Cette découverte de Jésus « Seigneur » est « la nouveauté et la grâce que Dieu accorde, de nos jours, à son Eglise », a poursuivi le p. Cantalamessa. Le « saut de qualité que l’Esprit Saint nous fait faire dans la connaissance du Christ » réside « dans le fait que la proclamation de Jésus Seigneur est la porte qui donne accès à la connaissance du Christ ressuscité et vivant ! Non plus un Christ ‘personnage’, mais un Christ ‘personne’ ; non plus un ensemble de thèses, de dogmes (et d’hérésies), non plus seulement objet de culte et de mémoire, mais une personne vivante et toujours présente avec son Esprit ».

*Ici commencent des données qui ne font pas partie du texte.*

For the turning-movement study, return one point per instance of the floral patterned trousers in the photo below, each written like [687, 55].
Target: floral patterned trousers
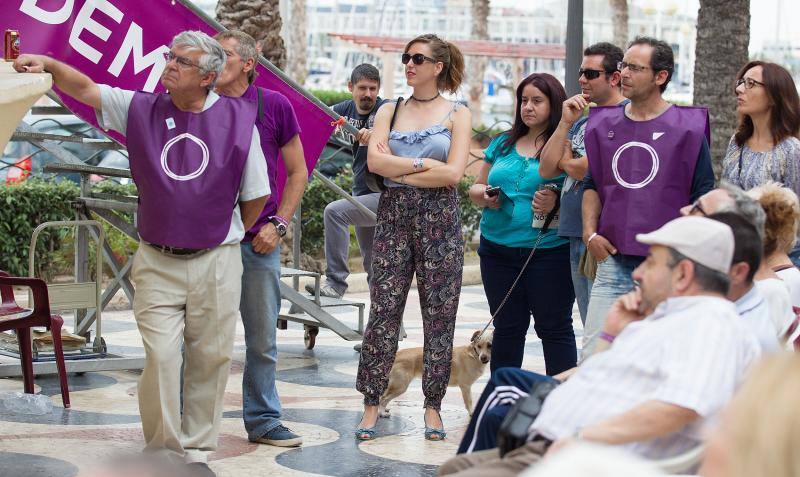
[418, 232]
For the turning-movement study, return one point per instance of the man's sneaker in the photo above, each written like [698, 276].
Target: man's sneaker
[324, 290]
[281, 436]
[200, 469]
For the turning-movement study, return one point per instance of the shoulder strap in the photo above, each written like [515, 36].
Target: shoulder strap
[259, 94]
[394, 114]
[450, 113]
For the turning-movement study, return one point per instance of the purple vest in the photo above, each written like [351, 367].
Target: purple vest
[642, 170]
[188, 168]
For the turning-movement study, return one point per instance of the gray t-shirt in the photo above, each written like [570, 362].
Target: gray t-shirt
[255, 182]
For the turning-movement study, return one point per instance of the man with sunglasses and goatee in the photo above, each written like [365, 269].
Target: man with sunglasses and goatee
[365, 81]
[647, 159]
[564, 152]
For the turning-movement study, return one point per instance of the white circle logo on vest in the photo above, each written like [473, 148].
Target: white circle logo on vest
[653, 168]
[192, 175]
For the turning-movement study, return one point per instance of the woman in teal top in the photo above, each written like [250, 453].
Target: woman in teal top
[508, 235]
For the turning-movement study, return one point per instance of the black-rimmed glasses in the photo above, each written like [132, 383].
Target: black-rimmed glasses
[697, 207]
[184, 62]
[417, 58]
[635, 68]
[749, 83]
[590, 74]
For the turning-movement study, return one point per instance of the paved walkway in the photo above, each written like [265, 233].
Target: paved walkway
[316, 388]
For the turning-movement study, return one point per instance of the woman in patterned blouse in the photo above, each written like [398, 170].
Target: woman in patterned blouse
[765, 146]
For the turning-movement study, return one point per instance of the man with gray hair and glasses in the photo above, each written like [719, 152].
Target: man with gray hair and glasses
[261, 294]
[202, 182]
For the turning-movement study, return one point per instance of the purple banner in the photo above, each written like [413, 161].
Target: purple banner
[121, 43]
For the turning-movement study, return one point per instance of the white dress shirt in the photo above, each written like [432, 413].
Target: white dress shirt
[691, 352]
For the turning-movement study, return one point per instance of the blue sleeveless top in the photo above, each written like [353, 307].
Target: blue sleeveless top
[432, 142]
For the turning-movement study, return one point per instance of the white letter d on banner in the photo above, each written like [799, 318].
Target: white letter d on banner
[30, 8]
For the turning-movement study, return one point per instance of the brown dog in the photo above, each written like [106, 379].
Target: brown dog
[468, 364]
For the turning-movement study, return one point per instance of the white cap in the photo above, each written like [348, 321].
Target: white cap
[705, 241]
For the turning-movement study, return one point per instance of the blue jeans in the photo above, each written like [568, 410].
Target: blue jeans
[261, 302]
[505, 387]
[544, 291]
[613, 280]
[580, 282]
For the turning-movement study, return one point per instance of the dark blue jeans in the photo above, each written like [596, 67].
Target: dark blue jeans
[544, 291]
[504, 388]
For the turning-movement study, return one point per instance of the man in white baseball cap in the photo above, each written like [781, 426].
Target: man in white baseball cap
[654, 380]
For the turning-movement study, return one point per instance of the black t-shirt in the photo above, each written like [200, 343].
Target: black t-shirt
[358, 121]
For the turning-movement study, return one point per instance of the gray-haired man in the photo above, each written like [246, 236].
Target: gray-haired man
[202, 182]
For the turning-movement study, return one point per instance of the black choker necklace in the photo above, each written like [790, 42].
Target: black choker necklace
[423, 100]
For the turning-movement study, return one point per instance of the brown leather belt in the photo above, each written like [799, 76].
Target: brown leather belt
[178, 251]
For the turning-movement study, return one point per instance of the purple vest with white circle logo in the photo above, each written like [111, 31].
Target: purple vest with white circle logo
[187, 167]
[642, 170]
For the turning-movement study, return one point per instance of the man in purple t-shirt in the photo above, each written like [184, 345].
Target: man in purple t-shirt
[261, 298]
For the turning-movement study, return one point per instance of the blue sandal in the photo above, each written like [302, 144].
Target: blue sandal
[364, 434]
[434, 434]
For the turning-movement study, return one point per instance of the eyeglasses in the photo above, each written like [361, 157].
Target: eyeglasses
[182, 62]
[590, 74]
[749, 83]
[635, 68]
[417, 58]
[697, 207]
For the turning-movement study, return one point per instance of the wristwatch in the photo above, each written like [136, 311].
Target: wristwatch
[279, 226]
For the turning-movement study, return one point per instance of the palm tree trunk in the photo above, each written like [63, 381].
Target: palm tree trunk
[620, 22]
[723, 35]
[477, 64]
[298, 42]
[260, 19]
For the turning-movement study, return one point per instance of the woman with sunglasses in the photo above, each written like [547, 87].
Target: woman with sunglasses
[765, 146]
[508, 235]
[422, 156]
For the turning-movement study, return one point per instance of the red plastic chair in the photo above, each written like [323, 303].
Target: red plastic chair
[39, 316]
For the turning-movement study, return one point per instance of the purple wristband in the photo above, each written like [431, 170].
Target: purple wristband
[607, 337]
[280, 219]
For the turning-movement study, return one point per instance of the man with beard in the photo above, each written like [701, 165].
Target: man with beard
[360, 112]
[647, 159]
[600, 83]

Au fil de sa méditation – en l’absence du pape François et des responsables de la Curie romaine, qui terminaient leur retraite de carême à Ariccia – il a souligné le « critère pour reconnaître si quelqu’un est mu par le vrai Esprit de Dieu et non par un autre esprit » : « s’il pousse à reconnaître Jésus venu dans la chair ».

AK

Prédication du p. Raniero Cantalamessa, ofmcap

1. « Il me rendra témoignage »

En lisant la prière d’ouverture du premier dimanche de Carême, une chose m’a frappé cette année. On n’y demande pas à Dieu le Père de nous aider à accomplir quelqu’une des œuvres classiques de ce temps : la prière, l’aumône, le jeune. On y demande une seule chose : de nous faire « croître dans la connaissance du mystère du Christ ». Je crois que celle-ci est vraiment l’œuvre plus belle et plus importante devant Dieu, et c’est précisément à ce but que voudraient servir les méditations que je vais donner dans ce Carême.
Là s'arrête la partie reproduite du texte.